The value prop of C 'want a function? write it yourself!' became somewhat suggestive.


The modern day: packages are less useful


C is like a shark. Still alive, and kicking ass, surrounded by creatures that are far more evolved and modern, that had added a lot of complex adaptations (mammals, birds). Still sharks are extremely successful in their ecosystem.


What if the ecosystem has changed, favoring the shark's adaptations? What if 'want a function? write it yourself!' has become not much harder than using a library with a ton of dependencies?


Enter 2023. Code generators (chatGPT, copilot) actually produce code from a text description. And they can write tests for it, and even debug it themselves (this is early days). It's another tool for a programmer that wants to implement things from scratch. It will be abused by junior programmers and probably the code quality of humanity on average WILL go down. But that doesn't mean that you (as someone who has written code for decades) cannot use it as an extra pair of hands, knowing full well of the limitations.
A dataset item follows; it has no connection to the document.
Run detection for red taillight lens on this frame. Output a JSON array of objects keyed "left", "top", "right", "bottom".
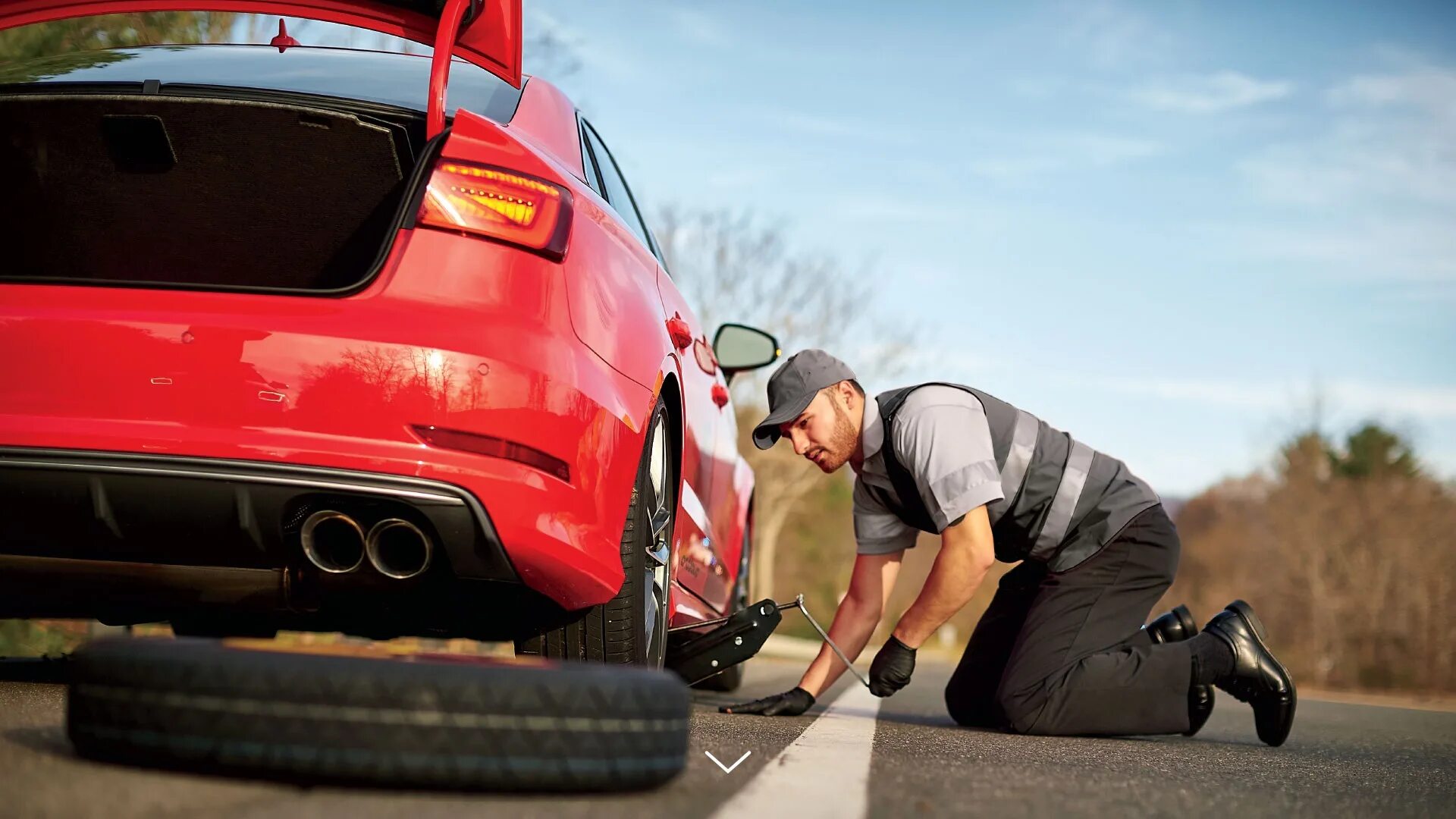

There's a clear alternative to 'import this' 'import that' and have > 2000 LOC before you started writing a single line. And this is new.


That is, code generators make it possible for lazy people to stop depending on libs. Although very likely the code generated by chatGPT will suggest libraries :) on languages with a package manager.


But C? You can actually perhaps write a solution in C as fast as one in python 'batteries included' now just because of those code generators. And there are advantages to doing that (beyond being faster):


1. It complies on lots of architectures. Behold what Justine Tuney is doing :) Portable C is actually real!


Justine Tuney


2. You don't have to audit code from a lib, nor trust it by default

3. You don't have to fear that updating packages in your system (or virtual env, or container) would break your 'batteries included' code

4. You can do formal verification (this I know nothing about, just learning now on your prompting!)

5. It's far easier to deploy


This is a very attractive value proposition!